St. Petersburg commission approves Tierra Verde Marina plan after hearing

St. Petersburg’s Development Review Commission approved the Tierra Verde Marina plan after a heated May 6-7 hearing and resident pushback.


St. Petersburg’s Development Review Commission approved a redevelopment plan for Tierra Verde Marina after hours of public testimony and sharp neighborhood opposition at a May 6-7 hearing window.

The project is for Tierra Verde Marina at 100 Pinellas Bayway South, a waterfront site that has become a flashpoint in the broader debate over how much development St. Petersburg will allow along sensitive shoreline areas.

According to local reporting on the decision, the plan calls for dry boat storage and new commercial amenities. Those changes are central to why the proposal drew so much attention: supporters see a redevelopment opportunity, while nearby residents have focused on traffic, access, and the way a larger marina project could affect the character of the area.

Why neighbors pushed back

The hearing was contentious, and the opposition was not subtle. Residents raised concerns about what the project could mean for day-to-day life around Tierra Verde, especially in a place where waterfront access, road capacity, and neighborhood feel are already closely watched.
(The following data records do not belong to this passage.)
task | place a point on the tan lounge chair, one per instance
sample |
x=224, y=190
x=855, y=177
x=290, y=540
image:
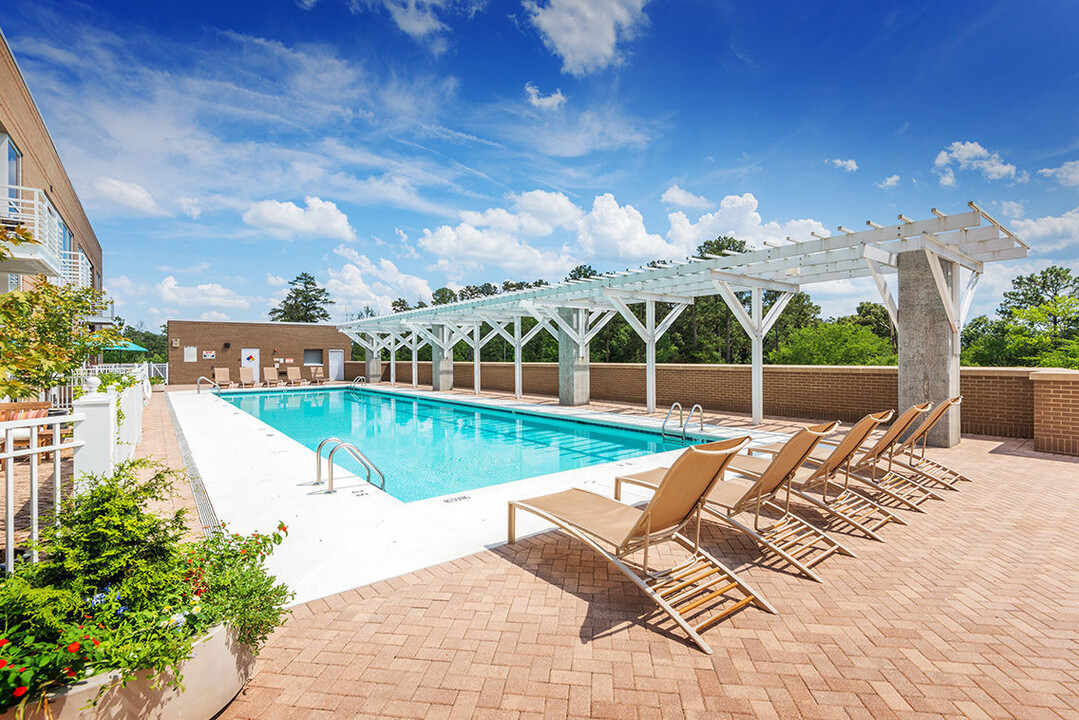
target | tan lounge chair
x=221, y=378
x=788, y=535
x=699, y=585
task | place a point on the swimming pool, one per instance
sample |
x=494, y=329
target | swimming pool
x=428, y=448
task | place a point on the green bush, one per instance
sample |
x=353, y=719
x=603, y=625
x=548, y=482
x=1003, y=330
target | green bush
x=118, y=589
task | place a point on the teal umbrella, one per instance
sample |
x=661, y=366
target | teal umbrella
x=127, y=344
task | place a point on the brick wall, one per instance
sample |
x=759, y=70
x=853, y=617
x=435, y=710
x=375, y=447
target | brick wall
x=996, y=401
x=1056, y=411
x=272, y=339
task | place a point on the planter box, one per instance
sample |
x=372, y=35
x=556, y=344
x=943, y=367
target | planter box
x=217, y=670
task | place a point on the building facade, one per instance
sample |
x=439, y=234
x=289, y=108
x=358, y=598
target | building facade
x=37, y=193
x=195, y=348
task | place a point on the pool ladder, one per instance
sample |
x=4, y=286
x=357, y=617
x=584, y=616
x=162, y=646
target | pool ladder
x=683, y=424
x=354, y=451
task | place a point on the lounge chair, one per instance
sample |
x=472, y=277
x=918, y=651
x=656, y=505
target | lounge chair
x=270, y=377
x=221, y=378
x=788, y=535
x=685, y=592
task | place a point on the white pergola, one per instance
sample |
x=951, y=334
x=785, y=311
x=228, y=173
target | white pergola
x=577, y=310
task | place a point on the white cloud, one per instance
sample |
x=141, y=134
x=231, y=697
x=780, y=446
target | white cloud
x=675, y=195
x=973, y=157
x=376, y=283
x=127, y=194
x=287, y=220
x=1051, y=232
x=1011, y=208
x=888, y=182
x=207, y=294
x=737, y=216
x=585, y=34
x=552, y=102
x=1066, y=174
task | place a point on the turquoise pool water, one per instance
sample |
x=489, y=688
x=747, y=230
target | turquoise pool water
x=428, y=448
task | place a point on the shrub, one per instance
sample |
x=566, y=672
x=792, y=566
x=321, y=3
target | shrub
x=118, y=589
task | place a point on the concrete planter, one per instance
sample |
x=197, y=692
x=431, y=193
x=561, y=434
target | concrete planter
x=218, y=668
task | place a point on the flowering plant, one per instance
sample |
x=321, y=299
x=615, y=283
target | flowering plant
x=119, y=589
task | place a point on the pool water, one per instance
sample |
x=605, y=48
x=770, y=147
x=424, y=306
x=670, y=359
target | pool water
x=428, y=448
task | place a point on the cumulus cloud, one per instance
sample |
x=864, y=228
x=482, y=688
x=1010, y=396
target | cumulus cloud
x=737, y=216
x=973, y=157
x=1066, y=174
x=321, y=218
x=1051, y=232
x=675, y=195
x=888, y=182
x=585, y=34
x=127, y=194
x=552, y=102
x=206, y=294
x=374, y=283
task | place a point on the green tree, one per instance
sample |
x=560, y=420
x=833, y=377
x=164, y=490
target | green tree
x=305, y=302
x=833, y=343
x=44, y=335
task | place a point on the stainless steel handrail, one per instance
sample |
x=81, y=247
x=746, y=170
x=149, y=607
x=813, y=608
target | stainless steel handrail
x=355, y=452
x=199, y=384
x=688, y=419
x=663, y=429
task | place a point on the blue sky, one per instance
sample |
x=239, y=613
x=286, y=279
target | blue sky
x=391, y=147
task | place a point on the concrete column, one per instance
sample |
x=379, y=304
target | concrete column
x=372, y=364
x=928, y=349
x=441, y=362
x=573, y=372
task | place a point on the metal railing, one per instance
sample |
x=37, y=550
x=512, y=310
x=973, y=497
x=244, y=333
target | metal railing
x=199, y=384
x=31, y=208
x=354, y=451
x=32, y=432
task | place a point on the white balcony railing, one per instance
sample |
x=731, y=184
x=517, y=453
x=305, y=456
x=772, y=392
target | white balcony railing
x=77, y=270
x=31, y=208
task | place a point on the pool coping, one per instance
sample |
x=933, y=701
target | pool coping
x=360, y=534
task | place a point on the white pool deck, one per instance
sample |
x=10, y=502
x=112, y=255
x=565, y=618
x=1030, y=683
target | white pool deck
x=256, y=476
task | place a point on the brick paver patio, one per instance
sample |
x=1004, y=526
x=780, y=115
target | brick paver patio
x=970, y=611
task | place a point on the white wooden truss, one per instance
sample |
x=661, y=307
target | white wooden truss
x=967, y=240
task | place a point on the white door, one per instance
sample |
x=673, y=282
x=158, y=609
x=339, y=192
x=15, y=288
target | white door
x=249, y=357
x=337, y=365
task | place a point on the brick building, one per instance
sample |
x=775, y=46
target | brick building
x=38, y=194
x=197, y=347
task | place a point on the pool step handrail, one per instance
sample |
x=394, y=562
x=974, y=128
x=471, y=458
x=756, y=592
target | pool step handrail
x=355, y=452
x=688, y=419
x=199, y=384
x=663, y=429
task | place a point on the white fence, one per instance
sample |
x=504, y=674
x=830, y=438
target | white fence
x=104, y=429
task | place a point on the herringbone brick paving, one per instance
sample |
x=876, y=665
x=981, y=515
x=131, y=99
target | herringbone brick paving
x=970, y=611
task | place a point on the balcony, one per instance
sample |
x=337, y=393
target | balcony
x=31, y=208
x=77, y=270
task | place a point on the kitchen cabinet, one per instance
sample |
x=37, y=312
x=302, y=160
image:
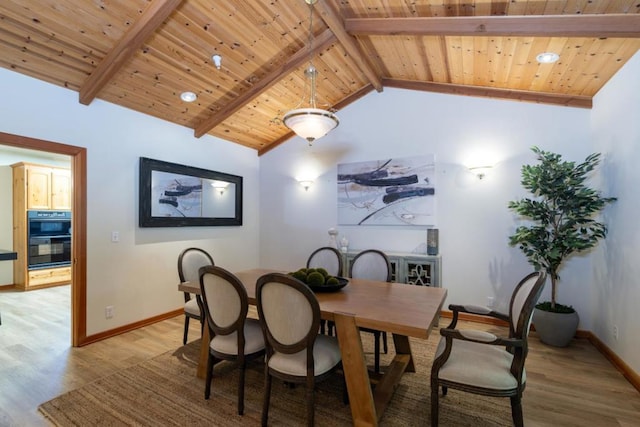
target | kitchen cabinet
x=37, y=188
x=45, y=187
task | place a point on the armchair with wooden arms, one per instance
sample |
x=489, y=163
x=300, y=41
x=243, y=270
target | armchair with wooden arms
x=482, y=363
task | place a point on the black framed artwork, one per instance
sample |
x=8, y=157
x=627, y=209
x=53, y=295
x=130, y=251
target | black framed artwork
x=174, y=195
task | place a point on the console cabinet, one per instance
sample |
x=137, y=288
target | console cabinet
x=410, y=268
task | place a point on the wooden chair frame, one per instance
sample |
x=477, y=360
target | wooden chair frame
x=310, y=260
x=376, y=334
x=516, y=343
x=236, y=327
x=187, y=296
x=307, y=342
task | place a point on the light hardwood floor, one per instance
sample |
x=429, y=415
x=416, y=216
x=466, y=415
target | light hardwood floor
x=574, y=386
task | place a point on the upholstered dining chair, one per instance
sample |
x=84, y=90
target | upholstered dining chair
x=483, y=363
x=234, y=337
x=331, y=260
x=290, y=316
x=372, y=264
x=189, y=262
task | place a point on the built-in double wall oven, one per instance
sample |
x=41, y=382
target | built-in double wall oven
x=49, y=239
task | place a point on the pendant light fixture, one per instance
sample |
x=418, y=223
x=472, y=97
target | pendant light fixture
x=311, y=123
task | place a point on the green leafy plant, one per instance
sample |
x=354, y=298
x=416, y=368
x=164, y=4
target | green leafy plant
x=561, y=213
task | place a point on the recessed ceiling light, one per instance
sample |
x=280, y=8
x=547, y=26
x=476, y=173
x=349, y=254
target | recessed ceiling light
x=188, y=96
x=217, y=60
x=547, y=57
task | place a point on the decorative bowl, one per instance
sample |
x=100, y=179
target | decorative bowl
x=342, y=282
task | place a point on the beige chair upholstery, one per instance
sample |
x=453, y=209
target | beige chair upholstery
x=331, y=260
x=189, y=262
x=373, y=264
x=482, y=363
x=290, y=316
x=234, y=337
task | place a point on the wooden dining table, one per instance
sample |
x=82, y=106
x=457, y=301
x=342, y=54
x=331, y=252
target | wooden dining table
x=400, y=309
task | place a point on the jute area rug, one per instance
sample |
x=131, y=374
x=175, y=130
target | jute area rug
x=164, y=391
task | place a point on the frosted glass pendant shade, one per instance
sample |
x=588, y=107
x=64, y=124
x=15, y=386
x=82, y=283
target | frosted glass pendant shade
x=311, y=123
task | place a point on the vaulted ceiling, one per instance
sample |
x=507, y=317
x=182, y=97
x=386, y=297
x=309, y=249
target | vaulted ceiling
x=142, y=54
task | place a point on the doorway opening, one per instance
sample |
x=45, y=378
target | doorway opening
x=78, y=157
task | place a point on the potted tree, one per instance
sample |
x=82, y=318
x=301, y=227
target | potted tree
x=561, y=222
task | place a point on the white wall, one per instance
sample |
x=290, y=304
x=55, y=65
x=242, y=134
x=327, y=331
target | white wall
x=473, y=218
x=616, y=290
x=138, y=275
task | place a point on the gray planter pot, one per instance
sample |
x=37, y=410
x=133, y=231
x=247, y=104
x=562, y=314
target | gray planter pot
x=556, y=329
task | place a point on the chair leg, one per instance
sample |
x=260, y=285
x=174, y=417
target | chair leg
x=434, y=405
x=241, y=389
x=186, y=330
x=207, y=387
x=376, y=355
x=516, y=411
x=310, y=401
x=267, y=396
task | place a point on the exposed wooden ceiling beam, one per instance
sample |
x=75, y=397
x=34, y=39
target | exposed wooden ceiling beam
x=300, y=57
x=153, y=16
x=488, y=92
x=346, y=101
x=609, y=25
x=334, y=22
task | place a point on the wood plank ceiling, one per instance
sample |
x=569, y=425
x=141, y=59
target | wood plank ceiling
x=142, y=54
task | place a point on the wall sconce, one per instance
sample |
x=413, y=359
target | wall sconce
x=306, y=184
x=220, y=186
x=480, y=171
That matters because marina projects are rarely just about one parcel. In areas like this, they can affect how many vehicles use nearby roads, how busy the site becomes, and whether the surrounding community feels more commercialized over time.

FOX 13 Tampa Bay reported that the proposal advanced after protest at the St. Petersburg meeting, underscoring how much local frustration surrounded the hearing. The St. Pete Catalyst also reported that the commission cleared the plan, adding that the vote came after a lengthy review process.
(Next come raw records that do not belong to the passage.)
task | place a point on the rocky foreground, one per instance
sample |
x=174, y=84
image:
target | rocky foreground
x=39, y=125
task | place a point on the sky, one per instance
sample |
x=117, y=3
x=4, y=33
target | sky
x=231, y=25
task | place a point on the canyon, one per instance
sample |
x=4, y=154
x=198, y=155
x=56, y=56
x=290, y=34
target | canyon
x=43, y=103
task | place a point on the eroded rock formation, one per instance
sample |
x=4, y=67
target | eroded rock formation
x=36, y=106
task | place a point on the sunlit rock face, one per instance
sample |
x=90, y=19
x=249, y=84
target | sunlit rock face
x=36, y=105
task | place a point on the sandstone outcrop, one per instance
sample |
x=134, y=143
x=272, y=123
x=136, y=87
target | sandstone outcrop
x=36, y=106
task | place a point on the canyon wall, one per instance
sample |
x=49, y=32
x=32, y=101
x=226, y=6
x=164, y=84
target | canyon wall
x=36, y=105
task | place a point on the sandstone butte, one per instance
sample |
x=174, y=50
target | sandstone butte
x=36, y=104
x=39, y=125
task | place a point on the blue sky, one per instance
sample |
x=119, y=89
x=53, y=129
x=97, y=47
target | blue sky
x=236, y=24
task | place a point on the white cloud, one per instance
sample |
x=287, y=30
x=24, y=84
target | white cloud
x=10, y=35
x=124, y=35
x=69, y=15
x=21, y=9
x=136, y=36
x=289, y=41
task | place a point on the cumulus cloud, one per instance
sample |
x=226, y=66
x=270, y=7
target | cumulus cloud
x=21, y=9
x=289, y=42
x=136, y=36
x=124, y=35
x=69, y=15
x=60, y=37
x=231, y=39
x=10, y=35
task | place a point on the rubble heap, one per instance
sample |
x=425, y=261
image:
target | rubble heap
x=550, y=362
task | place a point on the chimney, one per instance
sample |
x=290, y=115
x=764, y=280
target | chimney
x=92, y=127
What the approval does, and does not do

The commission’s action is an important land-use step, but it is not the same thing as full buildout. Approval at this stage means the redevelopment cleared a major city review hurdle, not that construction is already underway or that every future permit has been issued.

For residents and boaters, the next milestones will matter. Any later permitting, engineering, or construction steps could still shape the project’s final footprint, timing, and practical effect on the area.

That is why this decision is likely to stay on the radar in St. Petersburg. Waterfront redevelopment debates here often turn on the same questions: how much change is too much, who benefits, and what happens to traffic and neighborhood character when a shoreline use gets more intense.

For Tierra Verde residents in particular, the commission’s approval marks a meaningful development in a process that has already drawn attention well beyond the marina itself. The project now moves forward from a contentious public hearing with a clearer path, but not a finished one.